Policy recommendations on Public Services for Business

[...] A first set of bottlenecks is related to one aspect that is also probably the most understood and at the base of the majority of the initiatives for the simplification of services to businesses: the complex environment the companies have to deal with when they interact with the public sector. This complexity is due to the high number of relations between the different elements (norms, bodies, responsibilities, systems, and so on). And of course it’s “layered”, being the complexity present at legislative level, at organisational level and at technical/standards level. Legislative complexity is a quite common element in interaction with the public sector and it is not only connected with services to businesses. Quantity, and somewhat incoherence, of norms and regulations is still perceived as one of the main bottlenecks from the stakeholders in the workshop. Probably one of the reason of that is the “stratification” of legislation, i.e. the adding up of new norms not always followed by the needed revision of the complex of regulations.
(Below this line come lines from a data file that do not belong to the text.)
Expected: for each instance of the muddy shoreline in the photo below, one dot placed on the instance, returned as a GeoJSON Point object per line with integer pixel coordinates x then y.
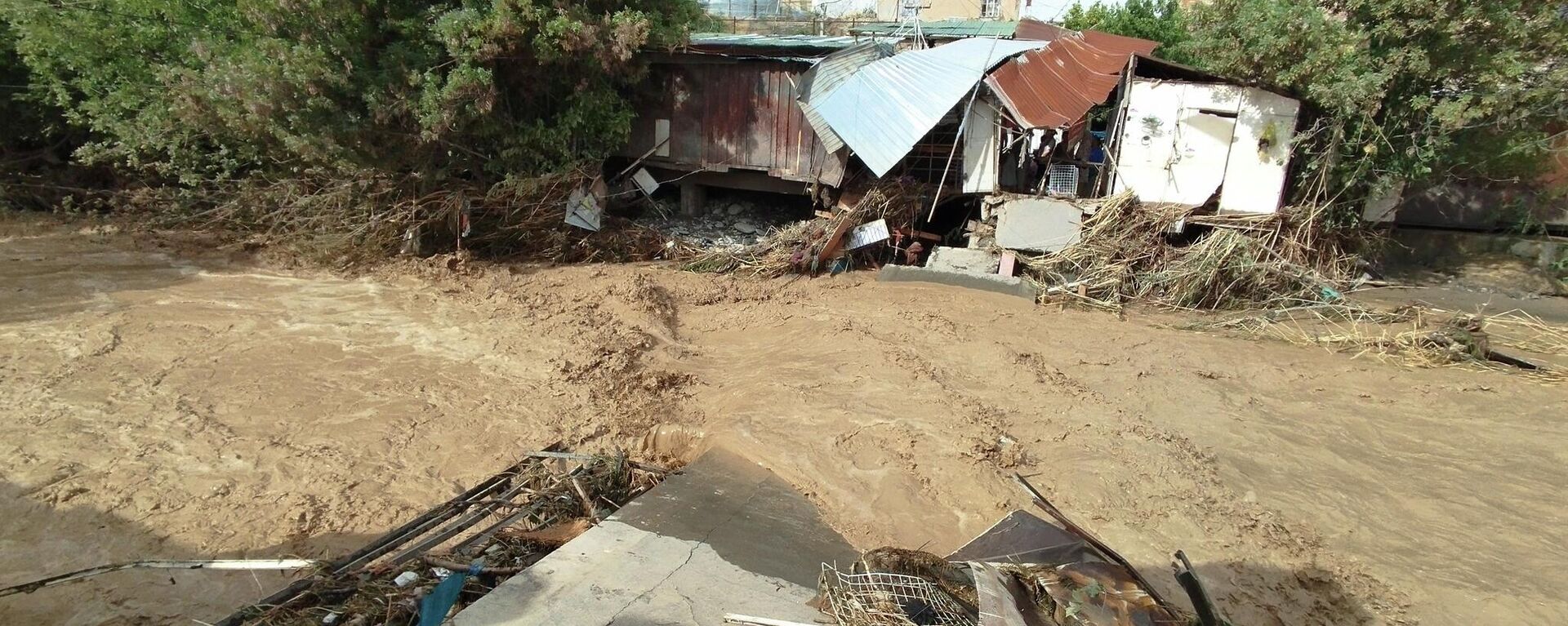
{"type": "Point", "coordinates": [172, 405]}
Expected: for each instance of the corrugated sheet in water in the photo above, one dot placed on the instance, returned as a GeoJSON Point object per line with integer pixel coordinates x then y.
{"type": "Point", "coordinates": [826, 76]}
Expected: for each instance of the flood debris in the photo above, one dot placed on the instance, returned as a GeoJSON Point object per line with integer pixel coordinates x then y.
{"type": "Point", "coordinates": [1049, 113]}
{"type": "Point", "coordinates": [1126, 253]}
{"type": "Point", "coordinates": [1418, 336]}
{"type": "Point", "coordinates": [825, 243]}
{"type": "Point", "coordinates": [458, 551]}
{"type": "Point", "coordinates": [1022, 571]}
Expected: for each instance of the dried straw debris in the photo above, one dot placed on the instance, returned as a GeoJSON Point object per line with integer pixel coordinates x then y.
{"type": "Point", "coordinates": [1126, 253]}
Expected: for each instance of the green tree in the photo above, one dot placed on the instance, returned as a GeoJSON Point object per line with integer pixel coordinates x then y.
{"type": "Point", "coordinates": [1401, 90]}
{"type": "Point", "coordinates": [1147, 20]}
{"type": "Point", "coordinates": [433, 90]}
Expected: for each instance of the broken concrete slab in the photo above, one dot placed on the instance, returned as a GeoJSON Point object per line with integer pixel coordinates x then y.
{"type": "Point", "coordinates": [722, 537]}
{"type": "Point", "coordinates": [985, 282]}
{"type": "Point", "coordinates": [1039, 224]}
{"type": "Point", "coordinates": [963, 260]}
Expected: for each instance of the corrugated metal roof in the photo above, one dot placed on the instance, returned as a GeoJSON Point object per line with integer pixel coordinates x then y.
{"type": "Point", "coordinates": [1058, 85]}
{"type": "Point", "coordinates": [826, 76]}
{"type": "Point", "coordinates": [946, 29]}
{"type": "Point", "coordinates": [1037, 30]}
{"type": "Point", "coordinates": [886, 107]}
{"type": "Point", "coordinates": [1120, 44]}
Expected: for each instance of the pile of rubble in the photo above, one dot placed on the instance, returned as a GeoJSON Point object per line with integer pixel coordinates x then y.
{"type": "Point", "coordinates": [724, 226]}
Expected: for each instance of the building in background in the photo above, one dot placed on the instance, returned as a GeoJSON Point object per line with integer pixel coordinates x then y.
{"type": "Point", "coordinates": [968, 10]}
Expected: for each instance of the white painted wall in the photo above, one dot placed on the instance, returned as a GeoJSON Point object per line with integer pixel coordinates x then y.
{"type": "Point", "coordinates": [982, 148]}
{"type": "Point", "coordinates": [836, 8]}
{"type": "Point", "coordinates": [1183, 140]}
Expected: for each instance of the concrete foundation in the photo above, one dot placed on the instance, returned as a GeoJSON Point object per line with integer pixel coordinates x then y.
{"type": "Point", "coordinates": [985, 282]}
{"type": "Point", "coordinates": [722, 537]}
{"type": "Point", "coordinates": [963, 260]}
{"type": "Point", "coordinates": [1040, 224]}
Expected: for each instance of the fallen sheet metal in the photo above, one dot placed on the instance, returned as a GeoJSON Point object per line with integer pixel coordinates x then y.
{"type": "Point", "coordinates": [645, 181]}
{"type": "Point", "coordinates": [888, 105]}
{"type": "Point", "coordinates": [1024, 539]}
{"type": "Point", "coordinates": [1120, 44]}
{"type": "Point", "coordinates": [866, 234]}
{"type": "Point", "coordinates": [1039, 224]}
{"type": "Point", "coordinates": [826, 76]}
{"type": "Point", "coordinates": [584, 211]}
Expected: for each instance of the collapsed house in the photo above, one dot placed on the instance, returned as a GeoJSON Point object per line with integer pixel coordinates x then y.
{"type": "Point", "coordinates": [991, 126]}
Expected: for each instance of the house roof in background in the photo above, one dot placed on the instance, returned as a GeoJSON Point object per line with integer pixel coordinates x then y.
{"type": "Point", "coordinates": [954, 29]}
{"type": "Point", "coordinates": [765, 44]}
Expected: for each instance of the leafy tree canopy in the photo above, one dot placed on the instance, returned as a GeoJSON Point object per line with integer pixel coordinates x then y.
{"type": "Point", "coordinates": [452, 88]}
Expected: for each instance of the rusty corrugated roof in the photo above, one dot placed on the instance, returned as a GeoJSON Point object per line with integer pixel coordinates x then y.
{"type": "Point", "coordinates": [1037, 30]}
{"type": "Point", "coordinates": [1120, 44]}
{"type": "Point", "coordinates": [888, 105]}
{"type": "Point", "coordinates": [826, 76]}
{"type": "Point", "coordinates": [1058, 85]}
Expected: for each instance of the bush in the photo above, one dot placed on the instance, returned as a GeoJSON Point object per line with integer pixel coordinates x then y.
{"type": "Point", "coordinates": [470, 90]}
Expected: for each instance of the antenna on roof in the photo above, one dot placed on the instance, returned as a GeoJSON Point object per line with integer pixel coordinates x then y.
{"type": "Point", "coordinates": [910, 20]}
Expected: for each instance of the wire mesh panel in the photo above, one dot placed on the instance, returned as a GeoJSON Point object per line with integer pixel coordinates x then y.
{"type": "Point", "coordinates": [1063, 181]}
{"type": "Point", "coordinates": [888, 600]}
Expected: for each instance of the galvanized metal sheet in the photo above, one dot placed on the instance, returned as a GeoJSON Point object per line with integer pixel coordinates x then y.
{"type": "Point", "coordinates": [951, 29]}
{"type": "Point", "coordinates": [831, 73]}
{"type": "Point", "coordinates": [1120, 44]}
{"type": "Point", "coordinates": [888, 105]}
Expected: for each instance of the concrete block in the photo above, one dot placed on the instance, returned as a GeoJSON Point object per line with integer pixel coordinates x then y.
{"type": "Point", "coordinates": [985, 282]}
{"type": "Point", "coordinates": [722, 537]}
{"type": "Point", "coordinates": [1037, 224]}
{"type": "Point", "coordinates": [963, 260]}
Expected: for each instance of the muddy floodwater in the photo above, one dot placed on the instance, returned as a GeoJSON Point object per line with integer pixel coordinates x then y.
{"type": "Point", "coordinates": [182, 403]}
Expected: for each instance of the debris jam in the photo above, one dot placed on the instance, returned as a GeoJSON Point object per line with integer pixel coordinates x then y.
{"type": "Point", "coordinates": [457, 553]}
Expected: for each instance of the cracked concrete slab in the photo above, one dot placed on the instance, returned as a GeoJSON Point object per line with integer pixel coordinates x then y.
{"type": "Point", "coordinates": [722, 537]}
A second level of complexity relies in the responsibilities being distributed among different agencies and organisation, in most case not properly connected to streamline administrative processes. This can be a consequence of incoherent and fragmented legislation, but it can also be the difficulty in bringing “down” the reforms from the legislative level to the organisational one. In the workshop was clearly highlighted that in some cases the approach to innovation is too often regulatory than operational. The negative consequence of this organisational fragmentation is that the burden of reconcile it is all left on the shoulder of companies. Another level of fragmentation is related to the technical and standard level, especially for ICT systems. And it is seen as a huge obstacles in reaching the full inter-organisational integration and the consequent streamlining of processes. The issue of “standards” was on of the more often referred in the workshop.